Path: utzoo!utgpu!news-server.csri.toronto.edu!rpi!zaphod.mps.ohio-state.edu!ub!galileo.cc.rochester.edu!rochester!cornell!ressler
From: ressler@CS.Cornell.EDU (Gene Ressler)
Newsgroups: comp.binaries.ibm.pc.d
Subject: Re: Need a program to delete duplicate lines of text
Keywords: duplicate, text, deletes, lines, non-document, ascii file
Message-ID: <1991Jun14.162117.23364@cs.cornell.edu>
Date: 14 Jun 91 16:21:17 GMT
References: <1991Jun14.012035.6708@disk.uucp> <1991Jun14.131006.22487@midway.uchicago.edu>
Sender: news@cs.cornell.edu (USENET news user)
Distribution: usa
Organization: Cornell Univ.
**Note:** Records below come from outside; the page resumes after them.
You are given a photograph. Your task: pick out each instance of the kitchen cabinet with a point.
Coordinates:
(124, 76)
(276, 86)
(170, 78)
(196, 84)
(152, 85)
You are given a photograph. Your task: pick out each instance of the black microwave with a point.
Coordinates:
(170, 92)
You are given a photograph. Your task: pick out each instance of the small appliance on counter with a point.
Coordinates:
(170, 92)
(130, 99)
CS Dept, Ithaca NY 14853
Lines: 32
Nntp-Posting-Host: cello.cs.cornell.edu

>For the past weeks I have been creating dictionary lists for a friend's word
>game (on his BBS).   I've been taking data files for various programs and 
>converting them to word lists.   Each word must be alone on its own line.  OftenI have many duplicate words in every file.  I would love to find a program that
>will quickly delete all the duplicates.
...
This is a canonical example for pipes in several Unix texts.
You say

sort file | uniq > file_with_no_dups

Uniq is a very simple filter that looks at the
current line and prints it iff it's not different than the last.
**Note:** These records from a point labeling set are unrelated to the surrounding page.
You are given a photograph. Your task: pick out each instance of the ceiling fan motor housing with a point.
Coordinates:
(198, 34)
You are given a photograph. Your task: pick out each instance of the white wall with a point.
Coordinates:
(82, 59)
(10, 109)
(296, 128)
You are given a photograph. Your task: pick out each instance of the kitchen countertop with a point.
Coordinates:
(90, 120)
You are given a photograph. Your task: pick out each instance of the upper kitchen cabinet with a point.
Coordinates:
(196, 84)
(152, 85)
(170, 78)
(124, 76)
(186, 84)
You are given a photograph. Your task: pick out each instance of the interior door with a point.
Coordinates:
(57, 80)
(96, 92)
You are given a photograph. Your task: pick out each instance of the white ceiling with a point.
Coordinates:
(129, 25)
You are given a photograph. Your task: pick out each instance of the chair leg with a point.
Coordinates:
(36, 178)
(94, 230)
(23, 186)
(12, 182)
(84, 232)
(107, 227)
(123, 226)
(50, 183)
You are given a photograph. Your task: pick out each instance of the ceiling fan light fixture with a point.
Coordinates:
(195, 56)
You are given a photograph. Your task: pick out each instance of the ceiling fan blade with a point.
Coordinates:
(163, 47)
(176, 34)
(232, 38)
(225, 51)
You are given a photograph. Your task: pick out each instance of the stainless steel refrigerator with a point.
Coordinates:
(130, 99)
Both sort (which is faster/nicer than DOS sort) and uniq are 
available in the gnuish MSDOS ports of gnu utilities by Thurston
Ohl.  See wsmr-simtel20.army.mil,  pd1:<msdos.gnuish>.

Another alternative to uniq if you have awk (also available on 
simtel) is to use the following awk program:

{ if ($0 != last) print $0; last = $0 }

of course it's almost as easy in any other language.  Awk is
a wonderful tool for this sort of thing.  For instance, the program

{ for (i = 1; i <= NF; ++i) print $i }

will print the words one per line.  It's not much harder to strip
punctuation, force to lower case, or surround with quotes and comma
separate for that matter!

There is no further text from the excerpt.